By scanning the X-ray energy across a range of values, the team confirmed that before exposing the target to optical pulses its absorption spectrum was that of normal liquid water. But once they turned the ionizing radiation on, the researchers found a previously unobserved absorption resonance at 526 electronvolts. They say that such a feature would be expected if a hole had been created in the outermost valence level of liquid water.
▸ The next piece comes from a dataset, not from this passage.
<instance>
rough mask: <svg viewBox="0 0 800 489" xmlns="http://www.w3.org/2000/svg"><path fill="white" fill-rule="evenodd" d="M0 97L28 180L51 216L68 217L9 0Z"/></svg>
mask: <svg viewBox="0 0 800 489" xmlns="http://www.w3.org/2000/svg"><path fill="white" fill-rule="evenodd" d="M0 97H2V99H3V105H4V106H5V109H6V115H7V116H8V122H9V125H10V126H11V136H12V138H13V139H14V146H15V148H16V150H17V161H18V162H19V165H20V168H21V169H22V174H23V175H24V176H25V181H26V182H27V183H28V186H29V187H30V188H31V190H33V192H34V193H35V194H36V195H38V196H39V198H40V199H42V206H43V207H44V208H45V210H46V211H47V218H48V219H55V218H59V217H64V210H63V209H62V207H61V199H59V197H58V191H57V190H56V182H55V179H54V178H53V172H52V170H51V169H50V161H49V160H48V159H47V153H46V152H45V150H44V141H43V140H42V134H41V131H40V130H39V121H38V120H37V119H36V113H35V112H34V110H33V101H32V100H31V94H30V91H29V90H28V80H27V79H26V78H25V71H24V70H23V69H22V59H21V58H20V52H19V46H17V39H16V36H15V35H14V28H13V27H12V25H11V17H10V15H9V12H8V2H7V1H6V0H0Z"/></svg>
The researchers were then able to identify a sequence of three distinct processes that occur in the water once it has been ionized, which they did by plotting the temporal variation in water’s X-ray absorption at different energies. The first process, occurring about 50 femtoseconds after ionization, they attributed to the decay of the H2O+ molecule via proton transfer. The other two—taking place some 150 and 14,000 femtoseconds later—they reckoned were due to the OH radical undergoing vibrational cooling and then recombining with the liberated electron to form negatively-charged hydroxide.

For Young, the research “demonstrates an incisive probe of ultrafast chemical reactions in water”—particularly, she says, those involving the “chemically aggressive” hydroxyl radical. But she adds that pushing the experiment’s temporal resolution even higher could lead to new insights, such as when exactly the hole localizes in oxygen’s orbital or how the energy of the free electron evolves in time as the surrounding water molecules reorganize.